Crisis communications is the corporate equivalent of combat experience. There’s no substitute for fighting in the trenches, dealing with the fog of war, and revising plans and tactics on the fly as the situation changes.
Everyone in communications knows a well-executed crisis plan when they see it: crisp, focused messages, public statements in sync with legal filings, ground support from third parties and friends, and an approach that makes it more likely that the news life of the event is short-lived rather than a death march. But there’s much more than the publicly executed facet of crisis communications. Just as important is the inside game: ensuring that the executive team and your employees have the information they need.
A crisis isn’t just a media relations issue – involve all the right players.
Give the executive team confidence in the process.
Recognize that employees need context in addition to talking points.
It’s easy to focus on the media when you’re executing a crisis plan but there are many more stakeholders and some are much more important. If you’re a publicly traded company, you should consider direct communication with the ratings agencies that cover you in addition to communications to the investment community generally. Heavily regulated business? Your regulators need to know not just the facts about the root of the crisis, but how you are going to communicate publicly. Involve the government affairs team. Your key elected officials should hear from you at the earliest possible time. No one likes surprises during a crisis and that’s particularly true of Members of Congress.
The C-suite will likely have its hands full as it deals with the crisis itself. The last thing they need is a crisis in communications. Beyond creating a solid plan for handling communications, one of the best services a communications team can provide is giving the executive team confidence that there is a solid plan for handling communications. The best way to provide this is to give them a complete high level plan that includes:
The key messages common to all communications
An execution schedule showing what communications are being delivered, in what form, and by whom.
An approval schedule showing who is vetting the plan and on what timetable.
Confidence in the plan comes from seeing that all audiences are being addressed, knowing who is responsible for which components, and finally, knowing who will be reviewing the plan. Deliver all of those pieces of information in a four-page deck and the executive team will have confidence that communications is handled and they can focus on the core issues.
Key messages and talking points are great for helping employees answer the first question from a customer or someone in the community. It’s the second or third questions where they can run into problems. When an employee tells a customer “We’re cooperating fully and hope to have this behind us as quickly as possible” the customer is likely to ask “So how did this come about?” or another follow up question. What you don’t want is for your employee to say, “All I know is we’re cooperating fully and hope to have this behind us as quickly as possible.”

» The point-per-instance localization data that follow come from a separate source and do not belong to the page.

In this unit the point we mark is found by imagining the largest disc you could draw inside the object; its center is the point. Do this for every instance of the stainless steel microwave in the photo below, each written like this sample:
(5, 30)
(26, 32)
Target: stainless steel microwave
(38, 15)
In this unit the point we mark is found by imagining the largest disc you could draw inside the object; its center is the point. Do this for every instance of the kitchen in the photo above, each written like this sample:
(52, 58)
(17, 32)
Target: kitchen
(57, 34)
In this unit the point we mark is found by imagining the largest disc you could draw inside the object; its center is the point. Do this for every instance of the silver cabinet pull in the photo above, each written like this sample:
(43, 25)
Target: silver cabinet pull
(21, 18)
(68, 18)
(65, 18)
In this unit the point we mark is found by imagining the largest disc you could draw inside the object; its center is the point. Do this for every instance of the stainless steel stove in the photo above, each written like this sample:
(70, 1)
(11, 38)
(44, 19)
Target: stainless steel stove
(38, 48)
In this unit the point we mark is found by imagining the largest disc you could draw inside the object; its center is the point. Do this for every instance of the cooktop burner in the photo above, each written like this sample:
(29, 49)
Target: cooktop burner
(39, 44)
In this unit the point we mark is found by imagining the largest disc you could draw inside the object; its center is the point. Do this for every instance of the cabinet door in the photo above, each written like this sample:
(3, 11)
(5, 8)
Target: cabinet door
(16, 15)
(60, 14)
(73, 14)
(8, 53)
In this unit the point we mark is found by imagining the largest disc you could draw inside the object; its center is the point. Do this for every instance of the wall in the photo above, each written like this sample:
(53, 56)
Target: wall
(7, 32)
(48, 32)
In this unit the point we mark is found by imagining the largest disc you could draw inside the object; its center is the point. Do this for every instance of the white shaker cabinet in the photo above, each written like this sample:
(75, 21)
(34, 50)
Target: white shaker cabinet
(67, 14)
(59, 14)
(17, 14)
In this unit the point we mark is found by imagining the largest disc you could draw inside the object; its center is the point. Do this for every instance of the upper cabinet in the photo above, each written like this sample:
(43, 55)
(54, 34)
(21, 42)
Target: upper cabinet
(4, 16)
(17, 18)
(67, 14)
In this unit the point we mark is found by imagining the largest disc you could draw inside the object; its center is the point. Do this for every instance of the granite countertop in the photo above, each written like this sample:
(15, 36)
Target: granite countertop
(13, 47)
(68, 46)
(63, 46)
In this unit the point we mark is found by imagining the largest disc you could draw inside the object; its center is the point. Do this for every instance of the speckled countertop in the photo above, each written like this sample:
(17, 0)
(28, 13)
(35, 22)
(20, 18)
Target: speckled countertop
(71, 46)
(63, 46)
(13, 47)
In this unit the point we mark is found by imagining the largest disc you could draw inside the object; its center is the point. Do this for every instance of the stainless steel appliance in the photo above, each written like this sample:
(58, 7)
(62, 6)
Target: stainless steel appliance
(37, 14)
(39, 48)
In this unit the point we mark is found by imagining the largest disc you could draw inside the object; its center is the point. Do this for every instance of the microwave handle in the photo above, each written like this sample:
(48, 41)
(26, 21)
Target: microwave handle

You can avoid that by giving them even a little context. When you provide talking points, include a couple of paragraphs of background that you would be comfortable seeing in a newspaper story. It shouldn’t be too heavy on numbers and specific dates and it shouldn’t read like an appellate brief. Just provide a plain English explanation of how we got where we are and when it started. That’s really all most customers will want to know anyway.
Don’t make crisis communications a two-front war. Your team needs to be focused on communicating with the outside world and your employees, not dealing with continuing internal questions about tactics and timing. A good inside plan solves that.